2. A medical marijuana treatment center may engage in Internet advertising and marketing under the following conditions:

a. All advertisements must be approved by the department.

b. An advertisement may not have any content that specifically targets individuals under the age of 18, including cartoon characters or similar images.

c. An advertisement may not be an unsolicited pop-up advertisement.

d. Opt-in marketing must include an easy and permanent opt out feature.

Another example comes from the section of the law which states what must be included on the packaging for the medical marijuana product:

The product name, if applicable, and dosage form, including concentration of tetrahydrocannabinol and cannabidiol.  The product name may not contain wording commonly associated with products marketed by or to children.

As you can see, the Department of Health must approve your trade name and logo.  Further, your Internet-based advertising must be approved by the Department of Health.  Oddly, there is a specific ban on “unsolicited pop-up advertisements,” and there is an “opt-out” requirement for marketing (which is likely already a requirement via the federal CAN-SPAM law).  As for the packaging requirement, while the law does not say that the Department must approve brand names, the current guidance is simply that the brand name of the product “may not contain wording commonly associated with products marketed by or to children.”  One wonders what the drafters had in mind when banning names associated with products marketed “by” children.  I understand not using terms associated with products marketed “to” children, but “by” children?  As in, lemonade and Girl Scout Cookies?  Aha!  Girl Scout Cookies happens to be the name of a very popular strain of cannabis, so perhaps that was the reason for including “by” children.  This provision would certainly prohibit selling a “Girl Scout Cookie” strain of cannabis concentrate oil.

Since the Department of Health is only just now writing the relevant regulations, we don’t know what other implications there may be for marijuana-related-business branding, but we do know that branding will be tightly controlled.

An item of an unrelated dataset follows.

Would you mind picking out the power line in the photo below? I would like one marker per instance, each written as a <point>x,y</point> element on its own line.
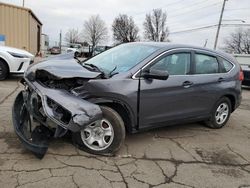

Of course, this is just one small issue related to intellectual property and the cannabis industry.  Other issues such as trademark licensing, the federal/state disconnect on trademark registrations, patenting cannabis-related inventions, trade secrets, copyrightable content (and ownership thereof), and many more remain just as important.  Given the high level of risk and high-cost of entry into this market, it is critical to carefully and cautiously plan your participation.  And, while the majority of the States now have some form of legal marijuana use, it is worth repeating (again, and again, and again) that federal law treats the cultivation, possession, and use of marijuana for any purpose – even a medical one – as a crime, regardless of state law.  Accordingly, the importance of due diligence cannot be overstated.